そして無事に代替わりを終えて見知った者を従えて湯西川の地、始まりの地に訪れていたのである。
湯舟に浸かり寝てしまった資晴、それを見届けそっと湯船から出た梅は侍女達を呼び資晴を運び出し寝床に移した、湯西に訪れてからの資晴は46年間に溜まりに溜まった疲れを解きほぐす様に温泉に浸かっては湯船で寝てしまうという事を何度も繰り返していた、温泉には疲れを癒す効果と日頃の疲れが温泉によって体から出る効果がある、一見似ているが別と言えた、実は温泉の浴場では湯に浸かりながら亡くなる人が多数いる、資晴の様に湯船で寝てしまうケースは一番危険と言える、気持ちの良さについつい目を瞑り寝てしまうと、いつしか脱水を起こし力が入らず放置していると起き上がれずに本当に永眠してしまう。
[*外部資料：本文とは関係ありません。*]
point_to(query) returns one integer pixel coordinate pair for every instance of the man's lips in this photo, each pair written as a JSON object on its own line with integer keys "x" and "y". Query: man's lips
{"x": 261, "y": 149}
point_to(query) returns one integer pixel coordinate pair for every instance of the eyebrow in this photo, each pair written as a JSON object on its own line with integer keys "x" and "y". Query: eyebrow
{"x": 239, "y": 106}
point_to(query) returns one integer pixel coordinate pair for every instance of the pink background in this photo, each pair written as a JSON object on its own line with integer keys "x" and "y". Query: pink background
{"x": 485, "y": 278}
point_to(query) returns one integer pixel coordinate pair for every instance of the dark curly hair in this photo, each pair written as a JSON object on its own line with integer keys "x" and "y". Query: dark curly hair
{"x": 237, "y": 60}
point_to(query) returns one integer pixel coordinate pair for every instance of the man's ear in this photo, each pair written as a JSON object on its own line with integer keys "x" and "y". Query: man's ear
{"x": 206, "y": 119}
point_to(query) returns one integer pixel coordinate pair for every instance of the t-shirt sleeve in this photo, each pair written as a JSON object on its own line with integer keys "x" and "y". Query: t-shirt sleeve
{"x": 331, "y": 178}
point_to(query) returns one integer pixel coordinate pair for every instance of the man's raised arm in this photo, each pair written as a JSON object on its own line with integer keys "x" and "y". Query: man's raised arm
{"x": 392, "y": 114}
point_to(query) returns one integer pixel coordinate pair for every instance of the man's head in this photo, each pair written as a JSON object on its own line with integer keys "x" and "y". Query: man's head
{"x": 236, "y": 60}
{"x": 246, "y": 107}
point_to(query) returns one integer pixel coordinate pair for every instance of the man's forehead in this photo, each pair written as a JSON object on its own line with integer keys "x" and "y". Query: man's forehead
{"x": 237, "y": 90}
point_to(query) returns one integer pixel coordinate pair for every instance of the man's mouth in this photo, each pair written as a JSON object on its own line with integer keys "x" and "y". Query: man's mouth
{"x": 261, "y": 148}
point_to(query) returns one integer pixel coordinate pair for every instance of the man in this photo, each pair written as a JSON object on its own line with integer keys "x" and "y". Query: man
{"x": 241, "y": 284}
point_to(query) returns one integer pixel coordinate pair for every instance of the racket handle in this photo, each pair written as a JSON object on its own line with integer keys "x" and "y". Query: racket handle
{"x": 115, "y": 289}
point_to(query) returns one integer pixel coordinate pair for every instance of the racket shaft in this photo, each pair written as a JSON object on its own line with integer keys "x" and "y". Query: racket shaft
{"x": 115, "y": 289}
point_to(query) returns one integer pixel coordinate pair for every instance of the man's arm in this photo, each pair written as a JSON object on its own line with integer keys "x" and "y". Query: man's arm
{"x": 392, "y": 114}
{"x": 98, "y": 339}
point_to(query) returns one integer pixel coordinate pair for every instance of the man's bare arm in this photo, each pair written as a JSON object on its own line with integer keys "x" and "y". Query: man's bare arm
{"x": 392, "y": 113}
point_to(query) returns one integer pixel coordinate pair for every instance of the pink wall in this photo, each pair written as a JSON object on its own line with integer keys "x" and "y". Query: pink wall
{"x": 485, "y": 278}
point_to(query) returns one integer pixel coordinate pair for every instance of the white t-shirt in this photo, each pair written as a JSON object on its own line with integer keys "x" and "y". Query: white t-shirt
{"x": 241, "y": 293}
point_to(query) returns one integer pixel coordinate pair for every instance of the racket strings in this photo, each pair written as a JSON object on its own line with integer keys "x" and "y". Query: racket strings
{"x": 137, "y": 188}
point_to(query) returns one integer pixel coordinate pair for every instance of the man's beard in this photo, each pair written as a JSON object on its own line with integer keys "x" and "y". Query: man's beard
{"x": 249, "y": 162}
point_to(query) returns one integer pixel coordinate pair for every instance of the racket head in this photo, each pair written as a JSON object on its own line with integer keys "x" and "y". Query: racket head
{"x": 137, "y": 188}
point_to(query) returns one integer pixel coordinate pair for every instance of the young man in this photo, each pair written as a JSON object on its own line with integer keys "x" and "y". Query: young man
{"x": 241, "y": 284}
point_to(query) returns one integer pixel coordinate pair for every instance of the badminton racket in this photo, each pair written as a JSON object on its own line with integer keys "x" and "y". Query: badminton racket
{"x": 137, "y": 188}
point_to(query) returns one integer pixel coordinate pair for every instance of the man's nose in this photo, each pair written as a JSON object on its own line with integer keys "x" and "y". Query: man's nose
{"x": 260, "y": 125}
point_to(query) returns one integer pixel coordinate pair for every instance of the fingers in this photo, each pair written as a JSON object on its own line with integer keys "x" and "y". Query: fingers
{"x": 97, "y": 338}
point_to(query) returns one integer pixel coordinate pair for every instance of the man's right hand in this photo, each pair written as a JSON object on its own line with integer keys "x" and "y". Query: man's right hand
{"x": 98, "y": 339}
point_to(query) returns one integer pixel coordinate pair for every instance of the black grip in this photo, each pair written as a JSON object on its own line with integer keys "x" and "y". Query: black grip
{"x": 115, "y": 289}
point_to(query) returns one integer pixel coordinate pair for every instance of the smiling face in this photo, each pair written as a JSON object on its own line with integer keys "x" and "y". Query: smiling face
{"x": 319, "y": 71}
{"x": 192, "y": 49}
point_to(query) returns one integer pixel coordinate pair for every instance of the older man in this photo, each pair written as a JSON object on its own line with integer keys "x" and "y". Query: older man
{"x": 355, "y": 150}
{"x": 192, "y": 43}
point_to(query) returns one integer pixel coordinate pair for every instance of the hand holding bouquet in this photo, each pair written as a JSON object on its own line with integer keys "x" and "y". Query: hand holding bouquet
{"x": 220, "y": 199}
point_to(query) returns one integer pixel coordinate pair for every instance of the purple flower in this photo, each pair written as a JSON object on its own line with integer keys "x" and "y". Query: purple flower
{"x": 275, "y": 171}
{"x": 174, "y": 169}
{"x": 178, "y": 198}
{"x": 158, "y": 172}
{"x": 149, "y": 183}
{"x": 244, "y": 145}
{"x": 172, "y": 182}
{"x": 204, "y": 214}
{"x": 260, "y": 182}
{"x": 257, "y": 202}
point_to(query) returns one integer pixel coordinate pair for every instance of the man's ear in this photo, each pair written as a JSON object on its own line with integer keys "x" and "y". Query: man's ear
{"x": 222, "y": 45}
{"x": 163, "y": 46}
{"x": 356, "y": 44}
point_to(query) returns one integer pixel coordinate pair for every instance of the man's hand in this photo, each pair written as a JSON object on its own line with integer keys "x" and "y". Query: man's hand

話は戻るが、資晴はここ数日間温泉に浸かり、山深い山中の湯西の村を散策しては寛いでいた、資晴が湯西に来た理由の一つが政とはかけ離れた世界で気の合う戦友達と平安となった世を噛み締める時間を求めての湯西であった。
資晴の身体を休める休暇とも言える療養期間は三ヶ月間も続く事に、湯西川温泉、板室温泉、最後は鹿の湯に逗留した、鹿の湯は那須家にとって縁の深い温泉と言えた、この温泉が発見された年は西暦630年、約1400年もの昔である、当時は那須国が律令で成立した時代でありまだ氏名としては那須という名は使用されていない時と思われる、所謂那須家のご先祖様のそれ又、ご先祖様の時代である、資料によれば那須高原の茗荷沢の住人だった、狩野三郎行広という人が狩りに出て山中で白鹿にあい、射損じてしまいその鹿を追いかけ山奥に行ってみると、傷を負った白鹿が、湧き出る温泉に浸かって傷を癒しているのを見つけたという、このいわれにちなんで『鹿の湯』と名付けられた由縁である、栃木県内では最古の温泉、全国でも32番目に古いと言われている、公式的にも、聖武天皇の御世である天平十年(七三八年)の正倉院文書のなかに那須温泉の記録が残されている。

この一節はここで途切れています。